Sunday, November 13, 2011

Trying to understand Penn State

Like I suspect many of you, an understanding of Penn State is eluding me even though I’m a life long pessimist.  The ongoing scandal has resulted in the firing of coach Joe Paterno, the athletic director, the President of the college and leave of absences for others.  The football program will almost certainly take a major perhaps crippling hit, and law suits against the university are certain to follow.

First by way of context, let me say that while I consider myself a sports fan I am in no way a rabid fan.  Second, the general cult status of successful coaches has for a very long time struck me as ridiculous.  The adoration for Joe Paterno is, to put mildly, over the top [only Bud Grant deserves that kind of reverence]

That said, what I find missing in the attempts to understand why no one did anything [here for instance] is any reflection on what would’ve happened if people had acted correctly.  I certainly don’t intend for this to in any way excuse the actions of those involved, but I think we are missing something crucial if we think the ramifications on Penn State and its officials is the result merely of their not acting appropriately here.

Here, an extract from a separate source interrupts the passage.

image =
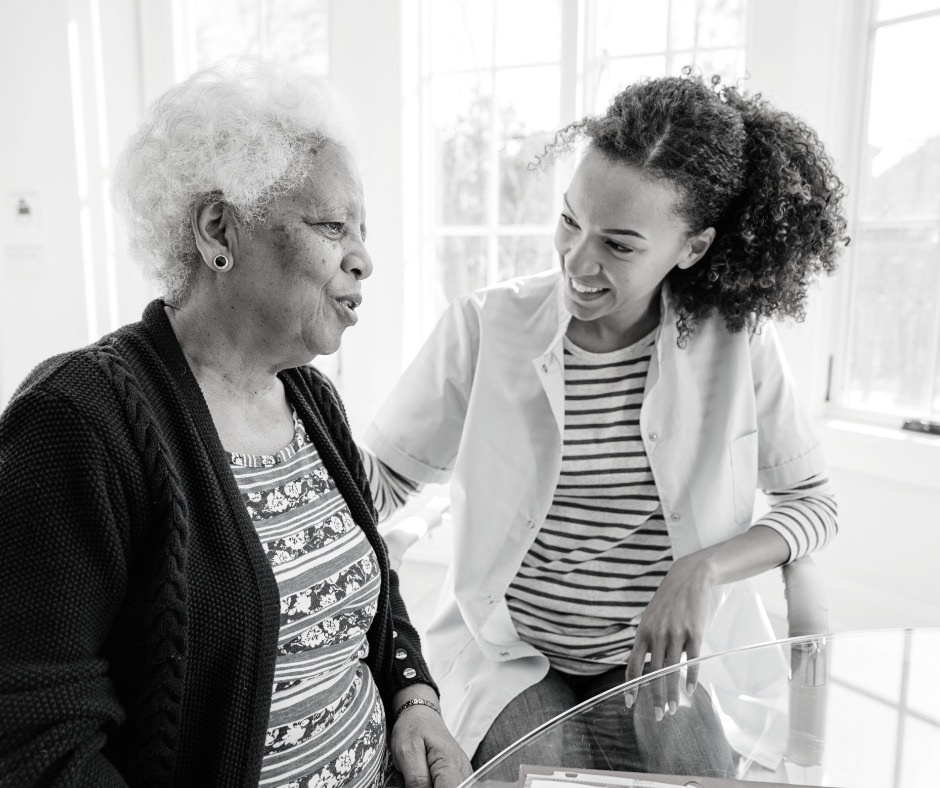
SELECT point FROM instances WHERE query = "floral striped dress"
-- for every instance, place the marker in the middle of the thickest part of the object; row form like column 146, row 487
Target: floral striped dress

First, somewhat aside from my point here, I’m at a complete loss as to the conduct of the graduate assistant.  On hearing a rough outline of events I thought of giving him a sliver of pass for being young, but have since found out he was 28 at the time.  At that age I was seeking out arguments with the higher ups and ruining my career.  Moreover, he was a football player himself, so physically handling Sandusky without assistance should’ve been no problem for him.  One extenuating circumstance is that as a football player he probably hadn’t developed an adequate network of people he could contact and run things by who would provide him with sound advice. 

But to my main point here, I would contend that if Paterno and the AD had gone to the authorities as they should have the results would most likely have been:

a)      A major scandal, particularly as the earlier incident with Sandusky came out with program being severely damaged.
b)      Paterno wouldn’t have been fired, but he would’ve been asked to retire at the end of the year.  He was after all in his mid-70s.  The incident in the shower involving a former assistant coach would’ve shown that he was no longer up to his duties.
c)      Penn State would’ve been subject to one or more lawsuits
d)      The football program would’ve been severely damaged, it’s reputation for propriety shattered.

Again, I don’t think there is any excuse here for not turning Sandusky in immediately.  But I think we are missing something crucial here if we don’t realistically consider what the results would’ve been from doing the right thing.